Giulia Schiff, le frustate e i colleghi assolti: «Non finisce qui, mi sono sentita come stuprata»


Giulia Schiff ha visto i suoi commilitoni assolti nel processo per il «battesimo del volo». Lei è stata espulsa per «Inettitudine militare». Oggi con il Corriere della Sera parla della sentenza: «Sono delusa ma non provata. Dopo aver vissuto la guerra e le tragedie del fronte c’è ben poco che possa ferirmi. Sono invece delusa per una giustizia lenta e povera di risultati e perché speravo di dimostrare che c’è speranza per chi denuncia. Ma mi rifiuto di accettare che sia chiusa qui, anche se mi sento come Davide contro Golia».
L’appello
Schiff chiederà l’appello sperando che le motivazioni arrivino «prima della prescrizione che purtroppo incombe sui reati. Troppi anni, troppo tempo è passato. Sono fatti del 2018!». Secondo Schiff «quel che hanno fatto a me non è normalizzabile ed è frutto di una mentalità malata. Erano frustate e io non avevo dato il consenso. Il paradosso è che durante il processo ho avuto la brutta sensazione di dover essere io a difendermi, più che loro. Un po’ come una donna stuprata costretta a giustificare la minigonna. Questa sentenza getta le basi perché tutti gli aggressori possano non fermarsi anche quando la vittima dice no. Ho visto poi tanta omertà, testimonianze troppo simili tra loro».

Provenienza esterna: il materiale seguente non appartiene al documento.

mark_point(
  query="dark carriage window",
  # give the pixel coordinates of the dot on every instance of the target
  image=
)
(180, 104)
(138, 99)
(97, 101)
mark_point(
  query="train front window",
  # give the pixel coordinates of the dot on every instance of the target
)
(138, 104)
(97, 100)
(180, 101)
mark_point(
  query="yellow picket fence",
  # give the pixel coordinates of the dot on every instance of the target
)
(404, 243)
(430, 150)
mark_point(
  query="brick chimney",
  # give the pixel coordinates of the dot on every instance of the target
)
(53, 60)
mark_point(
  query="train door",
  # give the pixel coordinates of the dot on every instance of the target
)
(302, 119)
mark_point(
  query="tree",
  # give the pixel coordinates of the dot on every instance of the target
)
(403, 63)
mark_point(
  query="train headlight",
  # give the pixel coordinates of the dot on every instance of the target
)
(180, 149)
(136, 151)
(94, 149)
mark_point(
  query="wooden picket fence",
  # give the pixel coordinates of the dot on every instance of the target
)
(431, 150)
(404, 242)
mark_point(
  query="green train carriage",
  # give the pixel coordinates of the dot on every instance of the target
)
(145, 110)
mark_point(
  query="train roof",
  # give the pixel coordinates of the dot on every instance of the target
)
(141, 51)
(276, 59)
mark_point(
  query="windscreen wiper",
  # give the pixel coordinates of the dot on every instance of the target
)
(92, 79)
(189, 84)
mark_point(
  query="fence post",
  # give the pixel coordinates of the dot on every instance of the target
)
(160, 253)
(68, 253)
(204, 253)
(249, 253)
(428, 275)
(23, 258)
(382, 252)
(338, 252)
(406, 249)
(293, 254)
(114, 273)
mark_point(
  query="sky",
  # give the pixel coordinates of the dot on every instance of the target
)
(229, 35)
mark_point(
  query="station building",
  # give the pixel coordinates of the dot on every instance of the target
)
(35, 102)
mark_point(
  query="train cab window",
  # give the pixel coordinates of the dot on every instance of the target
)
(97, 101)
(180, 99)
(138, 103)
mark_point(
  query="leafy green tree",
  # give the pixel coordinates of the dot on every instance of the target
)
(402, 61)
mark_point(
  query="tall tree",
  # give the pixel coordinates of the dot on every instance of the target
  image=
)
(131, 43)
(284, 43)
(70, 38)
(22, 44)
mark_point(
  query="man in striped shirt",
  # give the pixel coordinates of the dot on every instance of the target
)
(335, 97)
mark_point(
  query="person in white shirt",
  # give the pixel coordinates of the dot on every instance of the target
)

Le scarse attitudini militari
Alla sua espulsione per scarse attitudini militari replica «con quattro medaglie conquistate in Ucraina. Eccole: questa per aver lavorato in zone rosse, quella per il coraggio e l’onore, poi per il servizio al popolo ucraino e l’ultima per aver rischiato la vita nel tentativo di non lasciare indietro nessuno quando ci siamo trovati sotto una pioggia di bombe». L’Aeronautica ne fa però una questione comportamentale e disciplinare. «Avrei voluto pilotare i caccia per una questione di cuore, mio padre è pilota. Per me comunque era più importante avere una vita operativa, difendere gli indifesi, al servizio dei più deboli, per la democrazia, per la libertà. E questo in Ucraina l’ho fatto e sono soddisfatta. Ora la precedenza ce l’ha comunque mio figlio e gli eventuali fratellini».
La solidarietà
Dice che nessuno degli ex colleghi le è rimasto vicino. Però ha ricevuto messaggi di solidarietà. Anche da Gino Cecchettino. Adesso «c’è Nathan Loris nella mia vita, scrivi entrambi i nomi per favore che i parenti italiani ci tengono. Amo profondamente questo bimbo, bello buono e discolo, e amo mio marito Victor, un soldato ucraino, un uomo speciale che mi difenderebbe con la vita. Altro che l’ufficiale dell’Accademia con cui stavo. Quello l’ho lasciato il giorno in cui ha fatto l’omertoso in Procura militare sulla mia vicenda: la testimonianza più breve della storia. E diceva di volermi sposare entro tre anni. Ah, nei ritagli di tempo faccio l’università».
In Israele
A breve lascerà l’Italia: «Andrò in Israele, Victor lavora lì adesso e mi aspetta. Lo raggiungerò a breve, abitiamo a 15 chilometri da Gaza».